Block 12 Flashcards
What type of study design would best help to answer a question about evaluation/acceptance of therapy? + Give an example question
“What do patient’s think of this therapy?”
Study design: qualitative research (systematic review / meta-synthesis also possible)
What type of study design would best help to answer a question about diagnosis? + Give an example question
“What is the best test to diagnose…?”
Study design: cross-sectional analytic study (systematic review also possible)
What type of study design would best help to answer a question about aetiology of disease? + Give an example question
“What causes this disease?”
Study design: cohort study or population based case-control study (systematic review also possible)
What type of study design would best help to answer a question about prognosis? + Give an example question
“What is going to happen if…?”
Study design: cohort study (systematic review also possible)
What type of study design would best help to answer a question about efficacy of treatment? + Give an example question
“What is the most effective way to treat…?”
Study design: RCT or systematic review of RCTs
What are the potential benefits of systematic reviews over individual primary studies?
- include all the available evidence to answer a question
- include unpublished research and non-english language publications
- increase the total sample size (and so increase levels of certainty and precision)

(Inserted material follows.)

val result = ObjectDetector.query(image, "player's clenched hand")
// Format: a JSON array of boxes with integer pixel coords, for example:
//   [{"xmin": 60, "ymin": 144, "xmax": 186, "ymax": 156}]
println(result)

- indicate heterogeneity among studies
- permit sub-group analyses
- permit sensitivity analyses
What is bias?
The systematic introduction of error into a study that can distort results in a non-random way
What four aspects of a research study are assessed in an appraisal?
- bias
- applicability
- limits
- value
What is the point of appraising studies?
To identify whether the evidence the study provides is useful for answering your clinical question
What are the three discrete steps to appraising a study?
3 questions:
- are the results valid?
- what are the results?
- can I apply the results to my specific patient’s care?
What is study validity?
The believability / credibility of the results
Do these results represent an unbiased estimate of the truth, or have they been influenced in some systematic fashion to lead to a false conclusion?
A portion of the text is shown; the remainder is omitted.